Epoch: 01, Train Loss: 0.8670
Validation Loss: 1.4841, Accuracy: 31.03%
Epoch: 02, Train Loss: 0.6651
Validation Loss: 3.2369, Accuracy: 31.03%
Epoch: 03, Train Loss: 0.5789
Validation Loss: 1.4508, Accuracy: 44.40%
Epoch: 04, Train Loss: 0.5557
Validation Loss: 0.6031, Accuracy: 74.14%
Epoch: 05, Train Loss: 0.5333
Validation Loss: 0.6162, Accuracy: 75.00%
Epoch: 06, Train Loss: 0.4981
Validation Loss: 0.6129, Accuracy: 76.29%
Epoch: 07, Train Loss: 0.4987
Validation Loss: 0.8529, Accuracy: 59.91%
Epoch 00007: reducing learning rate of group 0 to 7.0000e-04.

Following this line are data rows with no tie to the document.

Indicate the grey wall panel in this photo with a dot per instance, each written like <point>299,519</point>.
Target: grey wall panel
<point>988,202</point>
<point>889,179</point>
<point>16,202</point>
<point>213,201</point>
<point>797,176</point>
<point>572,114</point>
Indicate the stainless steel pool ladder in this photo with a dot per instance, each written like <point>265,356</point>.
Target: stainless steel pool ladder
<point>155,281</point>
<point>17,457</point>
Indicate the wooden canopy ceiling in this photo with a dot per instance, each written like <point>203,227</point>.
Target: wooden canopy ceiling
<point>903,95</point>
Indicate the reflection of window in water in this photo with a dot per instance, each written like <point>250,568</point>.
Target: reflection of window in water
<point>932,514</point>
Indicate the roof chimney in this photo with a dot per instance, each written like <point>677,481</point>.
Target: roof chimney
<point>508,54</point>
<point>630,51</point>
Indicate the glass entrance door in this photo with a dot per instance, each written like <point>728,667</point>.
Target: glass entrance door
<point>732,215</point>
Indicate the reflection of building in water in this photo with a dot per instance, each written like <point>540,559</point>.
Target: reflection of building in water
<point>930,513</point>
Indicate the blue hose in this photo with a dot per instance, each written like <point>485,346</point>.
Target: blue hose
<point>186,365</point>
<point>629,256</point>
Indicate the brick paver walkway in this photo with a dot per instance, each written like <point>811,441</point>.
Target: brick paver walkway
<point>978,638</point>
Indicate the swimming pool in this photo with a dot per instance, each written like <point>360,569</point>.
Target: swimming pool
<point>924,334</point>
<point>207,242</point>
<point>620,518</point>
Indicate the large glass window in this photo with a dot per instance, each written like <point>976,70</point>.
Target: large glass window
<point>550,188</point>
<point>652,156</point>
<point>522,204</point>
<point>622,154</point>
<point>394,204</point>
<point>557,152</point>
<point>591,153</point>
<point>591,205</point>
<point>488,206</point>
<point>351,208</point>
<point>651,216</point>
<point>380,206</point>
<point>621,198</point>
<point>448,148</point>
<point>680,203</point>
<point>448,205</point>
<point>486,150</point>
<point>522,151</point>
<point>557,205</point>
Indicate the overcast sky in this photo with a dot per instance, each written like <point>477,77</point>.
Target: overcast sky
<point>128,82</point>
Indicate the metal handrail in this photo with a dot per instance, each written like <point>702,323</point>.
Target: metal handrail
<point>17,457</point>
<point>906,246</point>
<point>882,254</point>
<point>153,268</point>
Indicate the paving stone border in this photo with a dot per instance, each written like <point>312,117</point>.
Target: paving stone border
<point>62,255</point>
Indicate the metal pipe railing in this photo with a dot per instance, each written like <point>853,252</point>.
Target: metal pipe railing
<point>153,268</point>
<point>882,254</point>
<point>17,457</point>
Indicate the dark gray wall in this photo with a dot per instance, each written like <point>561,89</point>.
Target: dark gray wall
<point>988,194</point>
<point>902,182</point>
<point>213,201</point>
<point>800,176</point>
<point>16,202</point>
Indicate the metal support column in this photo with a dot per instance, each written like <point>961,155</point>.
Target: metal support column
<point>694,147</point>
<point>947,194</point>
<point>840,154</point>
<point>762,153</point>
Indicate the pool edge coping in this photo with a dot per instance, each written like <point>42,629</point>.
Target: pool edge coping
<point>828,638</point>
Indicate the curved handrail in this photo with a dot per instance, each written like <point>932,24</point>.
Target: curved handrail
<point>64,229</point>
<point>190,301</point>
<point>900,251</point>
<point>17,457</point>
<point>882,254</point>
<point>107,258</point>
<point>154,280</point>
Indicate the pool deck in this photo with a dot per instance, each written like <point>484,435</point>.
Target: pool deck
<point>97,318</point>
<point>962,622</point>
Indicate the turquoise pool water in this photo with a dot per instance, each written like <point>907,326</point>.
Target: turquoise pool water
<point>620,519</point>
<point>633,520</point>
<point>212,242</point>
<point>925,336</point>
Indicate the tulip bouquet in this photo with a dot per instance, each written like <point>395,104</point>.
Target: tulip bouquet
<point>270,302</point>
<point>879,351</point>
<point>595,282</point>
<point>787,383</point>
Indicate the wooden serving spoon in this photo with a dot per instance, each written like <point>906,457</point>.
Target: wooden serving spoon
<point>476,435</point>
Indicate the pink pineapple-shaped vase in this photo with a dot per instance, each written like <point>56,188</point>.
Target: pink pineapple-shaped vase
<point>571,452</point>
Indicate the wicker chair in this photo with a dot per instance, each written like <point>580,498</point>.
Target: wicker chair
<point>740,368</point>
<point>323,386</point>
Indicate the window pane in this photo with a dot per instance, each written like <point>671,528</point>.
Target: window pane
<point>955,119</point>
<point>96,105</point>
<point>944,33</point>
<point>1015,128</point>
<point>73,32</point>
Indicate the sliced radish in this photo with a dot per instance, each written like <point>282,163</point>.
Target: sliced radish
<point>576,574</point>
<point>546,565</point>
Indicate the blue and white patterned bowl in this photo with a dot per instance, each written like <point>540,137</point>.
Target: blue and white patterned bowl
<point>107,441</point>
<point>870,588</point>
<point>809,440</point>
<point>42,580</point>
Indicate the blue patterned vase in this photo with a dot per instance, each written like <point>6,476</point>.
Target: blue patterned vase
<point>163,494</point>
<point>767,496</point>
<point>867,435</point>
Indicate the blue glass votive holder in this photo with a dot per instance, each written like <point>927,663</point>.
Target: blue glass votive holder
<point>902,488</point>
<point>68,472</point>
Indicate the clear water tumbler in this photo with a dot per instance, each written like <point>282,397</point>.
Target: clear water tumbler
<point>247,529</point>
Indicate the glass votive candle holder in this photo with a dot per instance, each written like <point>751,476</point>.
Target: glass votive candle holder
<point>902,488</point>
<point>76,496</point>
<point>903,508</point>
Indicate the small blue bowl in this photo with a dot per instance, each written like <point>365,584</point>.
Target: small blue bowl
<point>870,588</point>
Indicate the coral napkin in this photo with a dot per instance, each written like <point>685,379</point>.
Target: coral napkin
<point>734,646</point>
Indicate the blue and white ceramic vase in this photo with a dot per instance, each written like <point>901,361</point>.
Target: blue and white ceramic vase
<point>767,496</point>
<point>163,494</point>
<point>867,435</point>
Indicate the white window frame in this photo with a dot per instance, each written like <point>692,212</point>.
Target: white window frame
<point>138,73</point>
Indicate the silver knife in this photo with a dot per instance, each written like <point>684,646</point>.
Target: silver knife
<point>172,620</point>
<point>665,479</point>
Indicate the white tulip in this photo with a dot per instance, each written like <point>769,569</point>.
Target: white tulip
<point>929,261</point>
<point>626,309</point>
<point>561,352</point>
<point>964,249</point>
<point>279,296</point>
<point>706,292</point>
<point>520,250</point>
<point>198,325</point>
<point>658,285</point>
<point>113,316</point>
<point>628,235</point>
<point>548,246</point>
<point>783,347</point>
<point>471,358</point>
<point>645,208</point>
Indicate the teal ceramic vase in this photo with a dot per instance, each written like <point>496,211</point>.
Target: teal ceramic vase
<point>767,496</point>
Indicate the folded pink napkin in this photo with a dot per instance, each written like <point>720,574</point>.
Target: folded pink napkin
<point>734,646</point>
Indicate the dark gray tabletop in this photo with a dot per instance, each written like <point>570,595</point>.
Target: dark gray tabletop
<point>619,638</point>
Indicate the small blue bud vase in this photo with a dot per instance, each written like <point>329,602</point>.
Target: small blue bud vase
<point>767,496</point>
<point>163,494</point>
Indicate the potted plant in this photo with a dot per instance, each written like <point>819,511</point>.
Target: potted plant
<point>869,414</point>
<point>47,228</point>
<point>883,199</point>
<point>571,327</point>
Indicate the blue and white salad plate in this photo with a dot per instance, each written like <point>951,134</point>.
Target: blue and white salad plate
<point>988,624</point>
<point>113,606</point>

Epoch: 08, Train Loss: 0.4368
Validation Loss: 0.5245, Accuracy: 79.31%
Epoch: 09, Train Loss: 0.4357
Validation Loss: 0.5145, Accuracy: 78.45%
Epoch: 10, Train Loss: 0.4301
Validation Loss: 0.6019, Accuracy: 76.29%
Epoch: 11, Train Loss: 0.4099
Validation Loss: 0.5002, Accuracy: 79.74%
Epoch: 12, Train Loss: 0.3835
Validation Loss: 0.4380, Accuracy: 82.76%
Epoch: 13, Train Loss: 0.3898
Validation Loss: 0.6021, Accuracy: 73.71%
Ep

- The best model showed a tendency towards higher dropout rates, indicating a need for regularization due to the complexity of the task.
- A lower learning rate and a small amount of weight decay seemed to balance the model's learning capacity and generalization.
- The scheduler's patience allowed for adequate reaction to plateaus in the learning process.